Les soutiens apportés par les prix aux producteurs sont faibles. Cependant, l’Islande, la Suisse et la Norvège font exception avec des SPM respectifs de 43 %, de 48 % et de 57%.

Dans les pays à revenus intermédiaires, le ST moyen est de 14 %. Mais par pays, il varie entre 4 % au Brésil et 47 % en Jamaïque.

Les DPAA de ces pays fluctuent pour leur part entre 0,6 % (Ghana) et 24,3 % (Inde), avec une moyenne de 9 %.

Le SPM est de 5 % en moyenne. Toutefois, ce soutien direct aux producteurs est sensiblement plus élevé dans les pays d’Amérique centrale retenus par FARM dans son étude (Jamaïque, Haïti par exemple).

Pour les pays à faible revenu, les soutiens à leur agriculture sont essentiellement des DPPA. Mais là encore, la moyenne de 10 % masque de forts écarts entre les pays avec des DPPA oscillant entre 2,1 % au Malawi et 19,1 % en Ethiopie.
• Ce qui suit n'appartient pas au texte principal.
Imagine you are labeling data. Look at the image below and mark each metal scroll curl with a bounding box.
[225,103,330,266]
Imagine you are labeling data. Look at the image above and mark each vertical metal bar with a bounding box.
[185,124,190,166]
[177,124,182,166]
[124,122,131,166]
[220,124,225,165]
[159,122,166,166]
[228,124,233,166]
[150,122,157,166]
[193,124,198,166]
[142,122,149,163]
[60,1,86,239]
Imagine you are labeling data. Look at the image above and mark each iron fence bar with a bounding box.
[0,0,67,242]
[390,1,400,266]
« Comme dans l’ensemble des pays à faible revenu, l’essentiel du soutien public à l’agriculture et à l’alimentation en Afrique subsaharienne est massivement orienté vers les services collectifs à l’agriculture et l’alimentation, analyse FARM. Ces services représentent plus de 80 % du total des dépenses budgétaires agricoles mais les deux-tiers ne ciblent pas directement le secteur agricole. Il s’agit par exemple de dépenses rurales de santé, d’éducation, d’infrastructures, etc. ».
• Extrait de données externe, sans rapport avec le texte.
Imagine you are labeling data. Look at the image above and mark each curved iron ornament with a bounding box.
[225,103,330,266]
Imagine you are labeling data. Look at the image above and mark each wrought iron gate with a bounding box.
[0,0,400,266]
L’écart du soutien entre pays à revenu élevé, pays à revenu intermédiaire et à revenu faible s’accroît considérablement quand on rapporte les montants alloués au nombre d’actifs familiaux ou salariés travaillant en agriculture.
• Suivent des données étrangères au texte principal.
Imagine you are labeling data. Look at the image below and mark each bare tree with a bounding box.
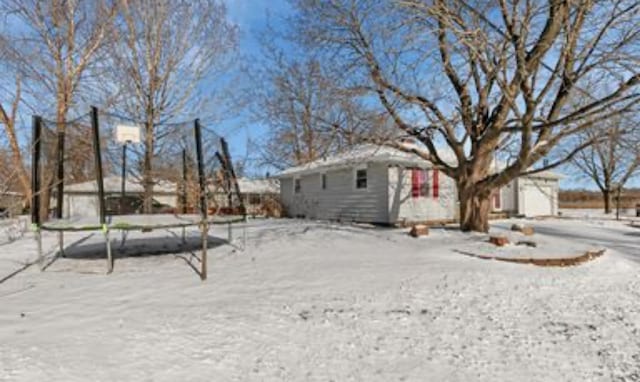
[293,0,640,232]
[112,0,237,212]
[571,115,640,214]
[0,76,31,203]
[0,0,116,219]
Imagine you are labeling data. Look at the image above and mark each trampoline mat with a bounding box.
[40,214,244,231]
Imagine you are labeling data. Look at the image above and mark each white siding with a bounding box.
[500,179,518,213]
[518,178,559,216]
[389,167,458,223]
[64,194,100,218]
[280,164,389,223]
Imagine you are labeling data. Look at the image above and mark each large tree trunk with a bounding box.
[458,184,491,232]
[602,188,611,214]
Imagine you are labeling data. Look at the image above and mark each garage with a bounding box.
[518,173,559,217]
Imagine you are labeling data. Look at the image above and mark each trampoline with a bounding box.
[31,107,246,280]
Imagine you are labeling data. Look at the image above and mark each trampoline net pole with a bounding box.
[31,116,44,270]
[91,106,113,273]
[194,119,209,280]
[56,130,65,219]
[31,116,42,229]
[91,106,106,228]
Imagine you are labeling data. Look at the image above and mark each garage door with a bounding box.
[523,182,555,216]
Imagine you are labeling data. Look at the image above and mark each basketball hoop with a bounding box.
[116,125,140,143]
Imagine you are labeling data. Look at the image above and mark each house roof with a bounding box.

« Ainsi, les dépenses publiques de soutien à l’agriculture et à l’alimentation par actif agricole, aux États-Unis (45 700 $), sont 80 fois supérieures à celles existant en Inde et 2 690 fois plus importantes qu’au Ghana (17 $) », rapporte FARM.

Or dans les pays africains au asiatiques à faible revenu, les producteurs occupent une place capitale dans l’économie et l’emploi.

Par ailleurs, seuls dix des quinze pays analysés ont atteint la cible de financement décidé par les États africains lors à Maputo en 2003 (1), « à savoir consacrer au moins 10 % des budgets publics au secteur agricole afin de lui insuffler un nouvel élan et ainsi stimuler sa croissance à 6 % par année » rapporte la Fondation.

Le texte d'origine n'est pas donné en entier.